And men should either stop designing cookers or be made to clean 'em.
I used to sell reconned ones and I've cleaned hundreds, each with a string of curses aimed at the designers!

Roy.
 
Digit":28eaiisg said:
And men should either stop designing cookers or be made to clean 'em.
I used to sell reconned ones and I've cleaned hundreds, each with a string of curses aimed at the designers!

Roy.
Just to deviate a little, I've heard that cookers in MOD married quarters are the worst thing to clean before vacating as they have to be brought to 'new' condition...an old Line Manager of mine a while ago spent two days :shock: iIrc just cleaning the cooker before they were given the all clear to move - Rob
 
It's a job that should be reserved as punishment for criminals!
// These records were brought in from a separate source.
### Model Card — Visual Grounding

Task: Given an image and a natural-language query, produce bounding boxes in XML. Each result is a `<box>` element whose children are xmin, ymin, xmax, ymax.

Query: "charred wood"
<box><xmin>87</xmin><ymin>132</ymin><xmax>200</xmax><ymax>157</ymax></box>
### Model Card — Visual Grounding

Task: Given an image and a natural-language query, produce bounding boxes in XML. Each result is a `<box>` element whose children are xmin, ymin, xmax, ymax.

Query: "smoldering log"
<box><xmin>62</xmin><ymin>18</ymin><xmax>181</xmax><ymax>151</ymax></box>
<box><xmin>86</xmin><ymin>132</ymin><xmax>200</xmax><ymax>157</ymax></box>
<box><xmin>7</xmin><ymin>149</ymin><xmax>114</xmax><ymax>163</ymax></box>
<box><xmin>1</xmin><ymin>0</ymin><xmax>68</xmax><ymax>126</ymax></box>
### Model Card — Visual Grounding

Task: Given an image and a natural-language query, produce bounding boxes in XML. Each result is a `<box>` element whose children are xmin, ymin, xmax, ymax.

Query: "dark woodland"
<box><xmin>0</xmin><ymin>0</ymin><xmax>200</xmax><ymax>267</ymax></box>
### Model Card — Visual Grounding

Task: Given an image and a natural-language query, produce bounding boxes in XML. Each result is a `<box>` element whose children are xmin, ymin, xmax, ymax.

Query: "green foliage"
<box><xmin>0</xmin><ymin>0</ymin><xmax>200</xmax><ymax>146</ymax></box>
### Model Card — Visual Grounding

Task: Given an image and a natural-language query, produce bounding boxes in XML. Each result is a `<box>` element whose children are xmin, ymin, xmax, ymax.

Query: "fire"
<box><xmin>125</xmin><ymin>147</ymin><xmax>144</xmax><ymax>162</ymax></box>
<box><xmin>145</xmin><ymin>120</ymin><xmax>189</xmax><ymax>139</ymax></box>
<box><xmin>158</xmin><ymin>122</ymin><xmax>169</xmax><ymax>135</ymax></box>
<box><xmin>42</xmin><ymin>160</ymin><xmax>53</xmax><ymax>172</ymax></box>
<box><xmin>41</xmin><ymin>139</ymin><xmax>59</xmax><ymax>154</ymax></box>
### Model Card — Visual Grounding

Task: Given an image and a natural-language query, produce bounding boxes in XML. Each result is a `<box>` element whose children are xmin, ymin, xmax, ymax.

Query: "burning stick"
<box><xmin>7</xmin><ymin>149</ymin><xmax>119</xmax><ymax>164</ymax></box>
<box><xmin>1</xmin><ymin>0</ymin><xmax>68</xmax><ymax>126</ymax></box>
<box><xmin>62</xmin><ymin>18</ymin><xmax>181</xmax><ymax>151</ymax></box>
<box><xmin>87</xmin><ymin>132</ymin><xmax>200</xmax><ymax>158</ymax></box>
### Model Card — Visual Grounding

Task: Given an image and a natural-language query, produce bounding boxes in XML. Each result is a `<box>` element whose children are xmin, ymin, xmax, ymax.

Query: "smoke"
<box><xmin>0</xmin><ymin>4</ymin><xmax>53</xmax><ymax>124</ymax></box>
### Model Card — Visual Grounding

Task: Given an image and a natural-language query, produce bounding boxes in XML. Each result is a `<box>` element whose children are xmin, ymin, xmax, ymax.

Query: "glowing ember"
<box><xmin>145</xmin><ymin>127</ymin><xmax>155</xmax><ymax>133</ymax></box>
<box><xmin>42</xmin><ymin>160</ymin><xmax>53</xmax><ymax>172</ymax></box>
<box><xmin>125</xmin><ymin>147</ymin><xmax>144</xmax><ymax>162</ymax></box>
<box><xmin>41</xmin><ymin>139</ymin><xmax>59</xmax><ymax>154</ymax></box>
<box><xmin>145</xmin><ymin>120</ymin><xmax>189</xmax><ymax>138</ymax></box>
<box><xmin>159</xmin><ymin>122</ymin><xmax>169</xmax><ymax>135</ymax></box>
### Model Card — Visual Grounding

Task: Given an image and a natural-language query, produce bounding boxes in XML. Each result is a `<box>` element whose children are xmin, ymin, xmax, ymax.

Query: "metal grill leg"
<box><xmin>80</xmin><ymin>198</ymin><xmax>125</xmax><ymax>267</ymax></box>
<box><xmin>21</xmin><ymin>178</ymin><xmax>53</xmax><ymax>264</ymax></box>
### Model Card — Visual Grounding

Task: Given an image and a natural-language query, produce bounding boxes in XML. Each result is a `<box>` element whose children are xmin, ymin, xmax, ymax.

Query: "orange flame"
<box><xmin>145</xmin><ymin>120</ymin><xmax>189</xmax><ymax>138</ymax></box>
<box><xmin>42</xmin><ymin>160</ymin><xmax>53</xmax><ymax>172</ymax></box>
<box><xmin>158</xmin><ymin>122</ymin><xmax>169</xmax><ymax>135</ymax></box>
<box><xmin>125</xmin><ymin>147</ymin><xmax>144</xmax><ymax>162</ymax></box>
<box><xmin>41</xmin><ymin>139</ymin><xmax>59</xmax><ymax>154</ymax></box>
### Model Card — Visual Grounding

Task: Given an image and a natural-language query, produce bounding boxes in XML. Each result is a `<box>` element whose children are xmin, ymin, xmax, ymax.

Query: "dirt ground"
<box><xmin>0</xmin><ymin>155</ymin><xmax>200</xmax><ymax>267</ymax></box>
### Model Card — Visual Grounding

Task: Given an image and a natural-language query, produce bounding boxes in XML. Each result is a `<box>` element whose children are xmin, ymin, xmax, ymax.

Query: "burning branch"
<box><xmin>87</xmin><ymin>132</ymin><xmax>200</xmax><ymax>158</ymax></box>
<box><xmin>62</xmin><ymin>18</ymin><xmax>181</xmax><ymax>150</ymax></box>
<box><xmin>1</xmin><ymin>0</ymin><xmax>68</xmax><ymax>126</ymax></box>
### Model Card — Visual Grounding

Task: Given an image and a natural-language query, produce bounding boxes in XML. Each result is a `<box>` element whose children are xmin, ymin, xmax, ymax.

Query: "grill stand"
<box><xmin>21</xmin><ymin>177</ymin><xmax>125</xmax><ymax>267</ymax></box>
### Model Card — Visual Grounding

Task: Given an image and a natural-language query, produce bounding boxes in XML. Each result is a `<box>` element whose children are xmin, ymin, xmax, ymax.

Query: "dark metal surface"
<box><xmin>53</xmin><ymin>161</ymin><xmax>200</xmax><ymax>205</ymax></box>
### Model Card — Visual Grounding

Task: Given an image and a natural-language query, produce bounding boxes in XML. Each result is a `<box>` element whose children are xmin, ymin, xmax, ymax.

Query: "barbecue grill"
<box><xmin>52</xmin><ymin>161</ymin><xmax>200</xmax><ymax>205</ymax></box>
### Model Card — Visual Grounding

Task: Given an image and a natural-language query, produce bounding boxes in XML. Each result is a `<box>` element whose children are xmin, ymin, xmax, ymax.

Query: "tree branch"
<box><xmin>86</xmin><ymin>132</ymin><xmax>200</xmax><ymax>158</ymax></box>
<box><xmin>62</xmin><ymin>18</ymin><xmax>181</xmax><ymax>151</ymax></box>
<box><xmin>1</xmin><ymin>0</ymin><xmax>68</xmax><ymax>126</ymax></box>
I guarantee tit put 'em back on the straight and narrow. Unless they had masochistic tendencies that is.

Roy.
 
Bugbear

If you cut a 45 mitre on a moulding it gives you the opposite profile to the one that you need unless you mean to make a scribing block which you would place square on your moulding and mark round it to give you your profile

Dennis
 
Dennis

The 45 degree trick definitely works - I've done it dozens of times on cope cuts on complex moulded skirtings.

Pekka - lovely work, well worth the time investment it must have taken

Cheers, Ed.
 
Ed

Yes the 45 works for an internal corner I have used it for over 45 years on skirtings etc but in this case it is an external corner so as I say you could use it to make a scribing block to mark your moulding but it would be the wrong profile to follow if you cut it on your actual moulding.
Dennis
 
You're right now I think about it properly Dennis, you would end up with the inverse of the profile, which as you say is no good for an external corner.